Elle peut notamment faire procéder à des vérifications sur place par des experts désignés à cet effet. Les journaux demandeurs habilitent tous organismes privés concourant à leur activité de presse, tels que imprimeurs, agences de publicité, sociétés de messagerie, à fournir les renseignements nécessaires à ces contrôles.

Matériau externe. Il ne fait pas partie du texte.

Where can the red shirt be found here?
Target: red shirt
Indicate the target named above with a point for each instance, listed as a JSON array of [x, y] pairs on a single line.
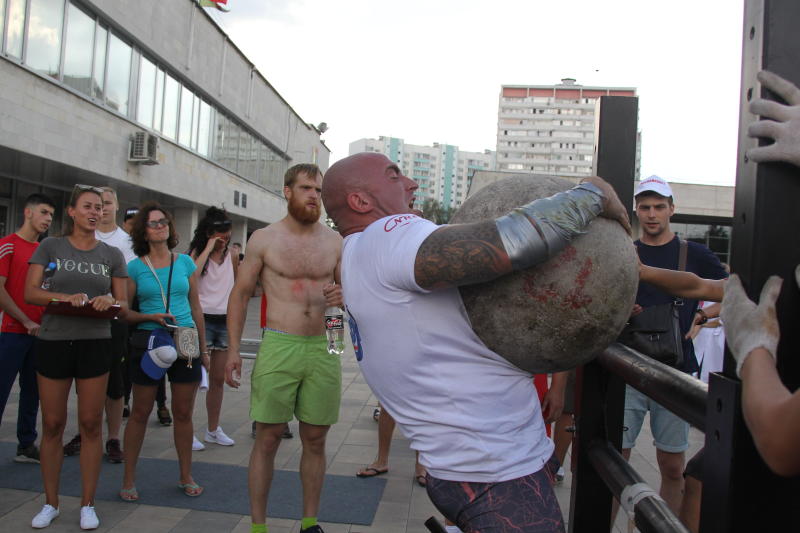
[[14, 255]]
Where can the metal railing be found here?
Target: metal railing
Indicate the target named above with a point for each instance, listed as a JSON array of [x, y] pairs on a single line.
[[598, 439]]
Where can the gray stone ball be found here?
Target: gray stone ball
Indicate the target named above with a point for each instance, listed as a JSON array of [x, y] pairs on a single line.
[[559, 314]]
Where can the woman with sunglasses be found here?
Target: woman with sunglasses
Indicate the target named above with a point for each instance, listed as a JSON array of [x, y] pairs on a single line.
[[217, 269], [86, 277], [158, 276]]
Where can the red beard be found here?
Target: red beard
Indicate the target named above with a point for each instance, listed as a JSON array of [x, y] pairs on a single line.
[[303, 213]]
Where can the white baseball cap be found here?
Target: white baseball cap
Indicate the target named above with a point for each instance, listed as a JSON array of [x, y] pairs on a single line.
[[655, 184], [160, 354]]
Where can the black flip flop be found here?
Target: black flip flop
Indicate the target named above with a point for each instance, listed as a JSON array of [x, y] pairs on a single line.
[[370, 469]]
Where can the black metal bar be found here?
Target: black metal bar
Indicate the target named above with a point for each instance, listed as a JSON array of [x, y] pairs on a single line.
[[739, 492], [590, 498], [766, 194], [616, 121], [679, 392], [434, 526], [651, 513], [601, 396]]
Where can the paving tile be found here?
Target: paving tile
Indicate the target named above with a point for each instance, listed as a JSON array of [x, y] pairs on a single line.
[[203, 521]]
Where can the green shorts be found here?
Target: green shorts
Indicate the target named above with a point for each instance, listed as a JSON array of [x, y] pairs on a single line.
[[295, 375]]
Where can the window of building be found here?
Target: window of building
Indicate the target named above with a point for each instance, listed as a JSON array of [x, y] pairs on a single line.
[[15, 27], [147, 92], [119, 74], [78, 50], [99, 76], [195, 120], [158, 109], [43, 53], [204, 130], [185, 121], [170, 108]]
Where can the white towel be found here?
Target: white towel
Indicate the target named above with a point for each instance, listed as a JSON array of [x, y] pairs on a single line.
[[203, 379]]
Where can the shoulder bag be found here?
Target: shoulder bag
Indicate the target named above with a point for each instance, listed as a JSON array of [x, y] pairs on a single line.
[[187, 342], [656, 330]]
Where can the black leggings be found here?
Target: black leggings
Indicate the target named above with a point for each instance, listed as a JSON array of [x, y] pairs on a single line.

Le présent décret est applicable en Nouvelle-Calédonie et en Polynésie française dans les conditions suivantes :

1° Au f de l'article 2-1, les mots : "dans la région ou le département où ils sont diffusés” sont remplacés par les mots : "en Nouvelle-Calédonie” pour l'application du texte en Nouvelle-Calédonie ou : "en Polynésie française” pour l'application du texte en Polynésie française ;

2° Le dernier alinéa de l'article 2-2 est supprimé ;

3° Le dernier alinéa de l'article 3 est remplacé par les dispositions suivantes :

"Aucune aide ne peut être versée aux entreprises qui ne justifient pas de la régularité de leur situation tant au regard des organismes chargés de la gestion des services de sécurité sociale qu'au regard des administrations chargées du recouvrement des impôts et taxes” ;

4° Au quatrième alinéa de l'article 4, la référence à "la législation fiscale et sociale” est remplacée par la référence à "la réglementation fiscale et sociale localement applicable”.
Article 5

Le ministre d'Etat, ministre de l'économie, des finances et du budget, le ministre de la culture, de la communication, des grands travaux et du Bicentenaire, le ministre délégué auprès du ministre d'Etat, ministre de l'économie, des finances et du budget, chargé du budget, et le ministre délégué auprès du ministre de la culture, de la communication, des grands travaux et du Bicentenaire, chargé de la communication, sont chargés, chacun en ce qui le concerne, de l'exécution du présent décret, qui sera publié au Journal officiel de la République française.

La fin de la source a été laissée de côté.